S'il ne fut pas un saint, au sens strict du mot, ce n'est pas parce « qu'il avait trop de bon sens » pour cela, comme l'a dit impertinemment M. Lanson, mais parce que, pour la sainteté, il faut une héroïcité de vertus extraordinaires (1).

Néanmoins, tel qu'il est,« prêtre et le plus grand des prêtres », a dit Paul Janet, avec la double auréole de Père de l'Église et de prélat « pur comme un ange », saint au sens ordinaire du mot, il offre à nos regards l'idéal que Sa Sainteté Léon XIII souhaitait naguère de voir réaliser dans cette chère France qu'il aime tant et à laquelle il faut, disait-il aux jeunes séminaristes bisontins, actuellement à Rome, des prêtres aussi saints que savants, aussi savants que saints.

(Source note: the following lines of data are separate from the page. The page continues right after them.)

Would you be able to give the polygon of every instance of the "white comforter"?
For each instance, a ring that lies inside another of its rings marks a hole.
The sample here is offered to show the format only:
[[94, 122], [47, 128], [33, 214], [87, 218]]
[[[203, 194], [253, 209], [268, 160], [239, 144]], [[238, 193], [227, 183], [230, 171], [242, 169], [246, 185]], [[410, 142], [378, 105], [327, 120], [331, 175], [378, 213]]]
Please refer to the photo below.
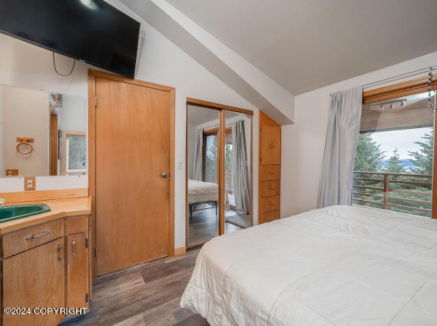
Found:
[[183, 307], [213, 325], [437, 325], [437, 221], [332, 206], [204, 245]]

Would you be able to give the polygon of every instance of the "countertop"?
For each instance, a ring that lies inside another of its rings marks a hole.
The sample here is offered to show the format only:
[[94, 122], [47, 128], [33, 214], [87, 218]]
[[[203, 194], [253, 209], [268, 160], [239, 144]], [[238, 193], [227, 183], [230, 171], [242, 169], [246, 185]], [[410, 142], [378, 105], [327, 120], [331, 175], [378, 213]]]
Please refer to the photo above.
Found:
[[[61, 217], [88, 215], [91, 212], [91, 197], [26, 201], [25, 203], [14, 203], [10, 205], [41, 203], [47, 204], [52, 210], [22, 219], [0, 223], [0, 235], [33, 226], [40, 223], [54, 221]], [[8, 205], [8, 203], [6, 203], [6, 205]]]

(1) Voir plus loin notre Conférence à Montpellier: La grande âme sacer· dotale et épiscopale de Bossuet.

14 décembre 1899.

II

Victor Hugo contre Bossuet (1)

Sainte-Beuve disait un jour (2) : « Bossuet a eu et aura encore des adversaires. >>

Il en avait au XVIIe siècle, puisque La Bruyère, son admirateur, son ami, membre du Petit Concile et recommandé par le grand évêque au grand Condé pour être le précepteur de son petit-fils, pouvait dire de M. de Meaux, à l'Académie, le 15 juin 1693 (3), qu'il avait «< fait parler si longtemps une envieuse critique et qu'il l'avait fait taire » ce qui n'était vrai qu'en partie : car ni Jurieu, ni Basnage, ni Richard Simon ne se taisaient en 1693; ils devaient même parler encore, et très haut et très fort, comme les quiétistes, comme les casuistes, comme les jansénistes, contre l'illustre prélat.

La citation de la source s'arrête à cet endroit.